A seguir, Francisco exprimiu o que é, do seu ponto de vista, ser jornalista.
“Ser jornalista é uma vocação, um pouco como a de um médico, que escolhe amar a
Humanidade, curando as suas doenças. De certa forma, o mesmo acontece com o
jornalista, que escolhe tocar as feridas da sociedade e do Mundo. É um
chamamento que nasce na juventude e leva a entender, a realçar e a contar.
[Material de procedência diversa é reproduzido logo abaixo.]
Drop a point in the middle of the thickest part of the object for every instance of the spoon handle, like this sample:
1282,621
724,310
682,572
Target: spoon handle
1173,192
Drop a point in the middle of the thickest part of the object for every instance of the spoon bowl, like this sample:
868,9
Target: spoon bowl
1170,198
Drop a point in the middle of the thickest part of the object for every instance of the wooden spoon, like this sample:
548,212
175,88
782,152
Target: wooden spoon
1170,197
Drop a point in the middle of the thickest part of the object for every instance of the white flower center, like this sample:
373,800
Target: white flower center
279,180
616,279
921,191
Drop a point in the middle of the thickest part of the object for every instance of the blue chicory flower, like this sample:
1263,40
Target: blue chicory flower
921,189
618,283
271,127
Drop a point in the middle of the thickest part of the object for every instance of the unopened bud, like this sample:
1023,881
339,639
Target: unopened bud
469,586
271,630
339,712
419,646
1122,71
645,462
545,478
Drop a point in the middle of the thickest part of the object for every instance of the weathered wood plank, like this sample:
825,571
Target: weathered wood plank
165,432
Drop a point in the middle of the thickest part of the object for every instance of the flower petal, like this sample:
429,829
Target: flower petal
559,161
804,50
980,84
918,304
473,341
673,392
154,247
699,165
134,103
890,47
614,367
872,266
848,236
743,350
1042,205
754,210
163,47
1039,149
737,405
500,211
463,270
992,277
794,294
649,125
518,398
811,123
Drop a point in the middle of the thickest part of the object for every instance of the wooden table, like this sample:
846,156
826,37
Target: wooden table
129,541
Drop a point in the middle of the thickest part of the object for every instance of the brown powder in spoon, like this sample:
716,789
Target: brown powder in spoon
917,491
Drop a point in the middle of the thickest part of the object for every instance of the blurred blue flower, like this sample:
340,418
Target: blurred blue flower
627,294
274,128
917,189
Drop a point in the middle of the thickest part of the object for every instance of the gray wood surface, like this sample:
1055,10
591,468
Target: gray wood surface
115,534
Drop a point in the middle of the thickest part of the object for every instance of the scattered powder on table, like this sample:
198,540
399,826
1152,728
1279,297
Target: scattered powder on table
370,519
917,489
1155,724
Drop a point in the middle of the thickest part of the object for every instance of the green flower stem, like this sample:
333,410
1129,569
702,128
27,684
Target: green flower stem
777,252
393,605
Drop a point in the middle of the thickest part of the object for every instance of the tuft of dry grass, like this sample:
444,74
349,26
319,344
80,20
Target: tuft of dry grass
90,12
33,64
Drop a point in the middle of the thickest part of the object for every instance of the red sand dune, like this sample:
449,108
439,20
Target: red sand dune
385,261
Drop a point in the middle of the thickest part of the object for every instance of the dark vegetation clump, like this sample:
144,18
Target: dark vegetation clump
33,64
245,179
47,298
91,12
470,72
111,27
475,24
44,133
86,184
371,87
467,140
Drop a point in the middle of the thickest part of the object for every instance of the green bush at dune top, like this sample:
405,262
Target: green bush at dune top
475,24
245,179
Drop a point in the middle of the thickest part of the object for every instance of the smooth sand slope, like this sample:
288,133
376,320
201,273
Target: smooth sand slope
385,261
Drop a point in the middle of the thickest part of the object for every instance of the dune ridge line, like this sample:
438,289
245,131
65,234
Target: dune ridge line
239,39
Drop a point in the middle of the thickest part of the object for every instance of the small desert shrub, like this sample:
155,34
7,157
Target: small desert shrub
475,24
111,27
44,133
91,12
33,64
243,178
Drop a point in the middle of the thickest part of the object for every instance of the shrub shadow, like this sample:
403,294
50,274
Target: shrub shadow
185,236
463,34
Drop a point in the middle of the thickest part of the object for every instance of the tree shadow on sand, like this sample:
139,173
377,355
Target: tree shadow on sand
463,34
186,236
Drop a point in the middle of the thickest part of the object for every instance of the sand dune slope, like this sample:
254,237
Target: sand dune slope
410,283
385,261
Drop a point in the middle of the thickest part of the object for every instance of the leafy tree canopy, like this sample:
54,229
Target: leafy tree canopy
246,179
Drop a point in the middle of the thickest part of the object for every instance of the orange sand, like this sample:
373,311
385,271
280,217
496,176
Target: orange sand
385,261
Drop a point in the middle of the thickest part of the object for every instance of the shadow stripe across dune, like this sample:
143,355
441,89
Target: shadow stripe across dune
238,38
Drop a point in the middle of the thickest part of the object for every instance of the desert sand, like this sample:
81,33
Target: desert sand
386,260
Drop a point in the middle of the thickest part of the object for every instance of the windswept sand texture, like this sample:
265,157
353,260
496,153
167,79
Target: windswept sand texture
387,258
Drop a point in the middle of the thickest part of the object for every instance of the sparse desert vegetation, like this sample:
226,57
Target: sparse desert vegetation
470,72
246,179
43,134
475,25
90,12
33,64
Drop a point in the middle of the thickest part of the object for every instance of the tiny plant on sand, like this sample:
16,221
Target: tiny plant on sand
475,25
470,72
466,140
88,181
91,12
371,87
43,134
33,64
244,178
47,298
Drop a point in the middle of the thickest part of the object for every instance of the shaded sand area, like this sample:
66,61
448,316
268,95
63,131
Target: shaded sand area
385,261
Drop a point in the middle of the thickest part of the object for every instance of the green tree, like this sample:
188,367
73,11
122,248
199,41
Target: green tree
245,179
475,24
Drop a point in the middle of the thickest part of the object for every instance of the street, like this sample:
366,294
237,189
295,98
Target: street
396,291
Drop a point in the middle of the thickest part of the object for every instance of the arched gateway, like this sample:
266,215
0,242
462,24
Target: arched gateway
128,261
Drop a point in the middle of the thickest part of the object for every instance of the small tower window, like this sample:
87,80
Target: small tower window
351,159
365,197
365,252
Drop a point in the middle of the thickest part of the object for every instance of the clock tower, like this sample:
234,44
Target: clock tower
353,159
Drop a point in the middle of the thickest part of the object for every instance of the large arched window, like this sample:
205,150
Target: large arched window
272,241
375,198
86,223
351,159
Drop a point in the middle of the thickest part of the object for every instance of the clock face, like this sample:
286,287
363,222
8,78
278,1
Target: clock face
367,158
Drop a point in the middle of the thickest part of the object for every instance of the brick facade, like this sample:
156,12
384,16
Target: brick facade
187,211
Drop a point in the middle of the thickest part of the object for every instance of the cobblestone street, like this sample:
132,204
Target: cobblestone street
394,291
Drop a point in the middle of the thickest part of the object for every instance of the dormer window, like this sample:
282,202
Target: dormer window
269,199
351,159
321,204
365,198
Desejo que volteis às raízes dessa vocação, que vos lembreis dela, que vos
lembreis da vocação que vos une numa tarefa tão importante. Quanta necessidade
de conhecer e de contar, por um lado, e quanta necessidade de cultivar um amor
incondicional pela verdade, por outro!”
O Papa
manifestou a sua gratidão aos jornalistas, “não apenas pelo que escrevem e
transmitem, mas também pela sua perseverança e paciência em acompanhar, todos
os dias, as notícias que chegam da Santa Sé e da Igreja, relatando uma
instituição que transcende o ‘aqui e agora’ e as nossas próprias vidas”.
“Obrigado
também pelos vossos sacrifícios em seguirdes o Papa pelo Mundo e por trabalhardes
com frequência, mesmo aos domingos e feriados. Peço-vos desculpas pelas
vezes em que as notícias que me dizem respeito, de diferentes maneiras, vos
afastaram das vossas famílias, de brincardes com os vossos filhos, e também vos
tiraram o tempo de passardes com os vossos maridos ou com as vossas esposas”,
observou o Papa Francisco.
“O nosso
encontro é uma oportunidade para refletirmos sobre o árduo trabalho de um
vaticanista, ao contar o caminho da Igreja, ao construir pontes de conhecimento
e de comunicação, em vez de sulcos de divisão e de desconfiança”, vincou o Sumo
Pontífice.
Francisco
usou as palavras de um decano e ponto de referência para a comunidade de
vaticanistas, Luigi Accattoli, colunista histórico e editorialista de “Assuntos
do Vaticano” do Corriere della Sera,
que, recentemente, completou 80 anos, muitos dos quais viajando no séquito dos
Papas.
O Papa citou,
textualmente, as palavras de Accattoli no prefácio de um livro, ao descrever o
seu trabalho como “uma profissão rápida a ponto de ser implacável, duas vezes
mais incómoda quando aplicada a um sujeito elevado como a Igreja, que a media
comercial, inevitavelmente, leva ao seu nível de mercado”. Nos muitos anos como
vaticanista, Accattoli disse que “aprendeu a arte de buscar e narrar histórias
de vida” e “aprendeu a humildade”. Para Francisco, este é “um belo incentivo:
amar o ser humano, aprender a humildade”.
A seguir,
Francisco agradeceu aos jornalistas pela “delicadeza” que têm, muitas vezes, “ao
falar dos escândalos da Igreja. “Existem e, muitas vezes, eu vi-vos com uma
delicadeza grande, um respeito, um silêncio, eu diria até ‘vergonhoso’.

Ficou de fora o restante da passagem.